At the end of 2020 President Zelenskiy issued a decree to remove the Chairman of the Constitutional Court, Oleksandr Tupytskyi, from office. He is suspected of seizure of land (Article 197-1) and treason (Article 111 of Criminal Code of Ukraine). Notably, the criminal prosecution against Judge Tupitskyi began on 30 October 2020, after Decision 13-r/2020.

The President’s Decree 607/2020 ‘On the suspension of the Judge of the Constitutional Court of Ukraine from office’ refers to Article 154 (3) of the Criminal Procedural Code of Ukraine:

1. Suspension from office may be applied to a person who is suspected of or charged with committing a medium-gravity, grave or especially grave crime or, irrespective of the gravity, to a person who is an officer of a law enforcement body…

3. The matter of suspension from office of the persons appointed by the President of Ukraine shall be decided by the President of Ukraine on the grounds of the public prosecutor’s motion in accordance with the procedure set forth by law. Suspension of a judge from his office shall be carried out by the Higher Qualification Commission of Judges of Ukraine on the grounds of a reasoned motion of the Prosecutor General of Ukraine in accordance with the procedure set forth by law…’

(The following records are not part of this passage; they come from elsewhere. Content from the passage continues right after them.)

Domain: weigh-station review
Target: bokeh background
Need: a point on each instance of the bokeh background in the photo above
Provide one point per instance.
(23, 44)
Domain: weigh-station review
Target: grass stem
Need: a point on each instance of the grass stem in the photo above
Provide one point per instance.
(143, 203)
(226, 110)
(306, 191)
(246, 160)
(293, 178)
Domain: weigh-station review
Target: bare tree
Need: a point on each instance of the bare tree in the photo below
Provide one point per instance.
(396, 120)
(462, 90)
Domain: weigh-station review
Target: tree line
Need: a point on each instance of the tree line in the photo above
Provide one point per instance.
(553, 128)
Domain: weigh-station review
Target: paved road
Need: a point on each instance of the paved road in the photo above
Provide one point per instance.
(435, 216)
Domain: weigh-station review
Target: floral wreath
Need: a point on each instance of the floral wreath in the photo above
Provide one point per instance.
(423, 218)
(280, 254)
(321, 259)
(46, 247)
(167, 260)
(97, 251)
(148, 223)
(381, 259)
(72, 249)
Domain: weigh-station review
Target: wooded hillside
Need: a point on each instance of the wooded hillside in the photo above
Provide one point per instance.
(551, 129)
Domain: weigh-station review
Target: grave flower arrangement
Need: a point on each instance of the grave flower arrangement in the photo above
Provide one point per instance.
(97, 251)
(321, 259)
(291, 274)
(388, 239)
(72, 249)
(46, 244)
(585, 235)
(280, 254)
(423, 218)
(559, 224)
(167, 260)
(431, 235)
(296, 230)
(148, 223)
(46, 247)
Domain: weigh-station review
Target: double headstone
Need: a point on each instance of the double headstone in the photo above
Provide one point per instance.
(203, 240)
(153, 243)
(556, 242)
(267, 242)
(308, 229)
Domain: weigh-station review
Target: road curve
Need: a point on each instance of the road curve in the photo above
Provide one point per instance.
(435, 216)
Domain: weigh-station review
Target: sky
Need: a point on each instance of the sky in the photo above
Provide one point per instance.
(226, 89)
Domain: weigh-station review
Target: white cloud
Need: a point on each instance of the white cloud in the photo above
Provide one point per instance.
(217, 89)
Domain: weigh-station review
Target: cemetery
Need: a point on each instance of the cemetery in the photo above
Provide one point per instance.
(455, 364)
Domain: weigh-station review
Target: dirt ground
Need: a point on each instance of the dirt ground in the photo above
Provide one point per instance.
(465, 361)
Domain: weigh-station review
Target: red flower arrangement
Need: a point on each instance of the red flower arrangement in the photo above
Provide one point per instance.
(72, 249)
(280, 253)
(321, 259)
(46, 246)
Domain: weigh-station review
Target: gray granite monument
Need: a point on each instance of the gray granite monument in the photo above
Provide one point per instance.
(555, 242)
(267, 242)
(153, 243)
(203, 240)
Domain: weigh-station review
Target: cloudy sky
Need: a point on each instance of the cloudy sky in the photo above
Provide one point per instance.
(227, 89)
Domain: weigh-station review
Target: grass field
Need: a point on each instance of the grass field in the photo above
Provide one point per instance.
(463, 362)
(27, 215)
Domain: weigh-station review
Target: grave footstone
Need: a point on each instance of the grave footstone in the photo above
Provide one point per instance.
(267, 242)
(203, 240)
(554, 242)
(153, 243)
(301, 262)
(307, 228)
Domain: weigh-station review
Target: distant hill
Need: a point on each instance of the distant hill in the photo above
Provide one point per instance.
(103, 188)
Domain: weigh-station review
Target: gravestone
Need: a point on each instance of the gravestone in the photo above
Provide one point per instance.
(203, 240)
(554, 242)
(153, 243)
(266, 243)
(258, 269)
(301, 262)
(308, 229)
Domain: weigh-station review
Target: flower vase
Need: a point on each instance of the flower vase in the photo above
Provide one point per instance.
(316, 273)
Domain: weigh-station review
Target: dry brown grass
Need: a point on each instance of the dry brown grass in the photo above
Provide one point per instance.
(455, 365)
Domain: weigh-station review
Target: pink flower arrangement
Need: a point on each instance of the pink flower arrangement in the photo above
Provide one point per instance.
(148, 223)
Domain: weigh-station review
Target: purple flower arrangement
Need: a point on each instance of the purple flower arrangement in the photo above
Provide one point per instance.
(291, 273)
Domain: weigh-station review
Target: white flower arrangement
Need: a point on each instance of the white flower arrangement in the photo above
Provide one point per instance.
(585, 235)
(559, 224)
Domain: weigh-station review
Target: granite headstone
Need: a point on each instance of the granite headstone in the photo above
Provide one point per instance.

Decree 607/2020 is based on three assumptions: First, Judge Tupitskyi was appointed in May 2013 by the President of Ukraine. Second, Decree 607/2020 removes a judge from office temporarily (for two months) but does not terminate his power. Third, since there is no special procedure for the temporary removal of the Constitutional judges, the ordinary procedure is applied. However, Decree 607/2020 is based on a misinterpretation of the Constitution: Neither the Constitution of Ukraine nor the Law ‘On the Constitutional Court’ foresees ‘suspension from office of the Constitutional Court’s judges’ (contrary to ordinary judges, Article 131 of the Constitution of Ukraine and Article 154 (3) of the Criminal Procedural Code). The fact that a special procedure to suspend the Constitutional Court judges does not exist does not mean that the judges can be temporarily removed from office as any other official appointed by the President. It means that the suspension cannot be applied against the Constitutional Court’s judges. According to the Ukrainian legislation, the judges can be dismissed; their power can be terminated; they can be detained or arrested, however, within the special procedures which are aimed to ensure the Court’s independence. Equating Constitutional Court judges with other officials contradicts the principle of judicial independence: can the Constitutional Court be independent if the President has the power to suspend the judges from office like any other appointed official within the ordinary procedure? In addition, this approach violates the principle of equality within the judiciary. The Constitutional Court of Ukraine is composed of eighteen judges, of which only six are appointed by the President. Thus, if we assume that the President can suspend Constitutional Court judges, his power can be applied only to the judges appointed under the Presidential quota.

Creative’ presidents

Zelenskiy is not the first president who attempts to remove Constitutional Court judges in bypassing the Constitution. For instance, in 2007 the Constitutional Court found itself at the centre of constitutional crises. Back then, President Viktor Yushchenko, who was pushing to dissolve the parliament, dismissed three judges of the Constitutional Court to ensure control over the constitutional justice. Although these three dismissals were equally arbitrary, President Yushchenko deployed different tactics. Soon after the political compromise was reached and all parties agreed on early parliamentary elections, Yushchenko reinstated two judges, Volodymyr Ivaschenko and Valerii Pshenychnyi. The same day, these judges announced their resignation. These moves looked like a result of bargaining: The President cancelled his decrees regarding the judges so that he would not be accused of pressing the Constitutional Court; the judges got a chance to voluntarily resign and keep the status of ‘retired judge’ which entails a number of social benefits. Interestingly, in 2007 the Constitutional Court was not ready to back up its own judges. Particularly, the Court refused to consider the constitutionality of President’s Decree 369/2007 on the removal of judge Pshenychnyi; after the President cancelled his Decree, the question of constitutionality did not matter anymore.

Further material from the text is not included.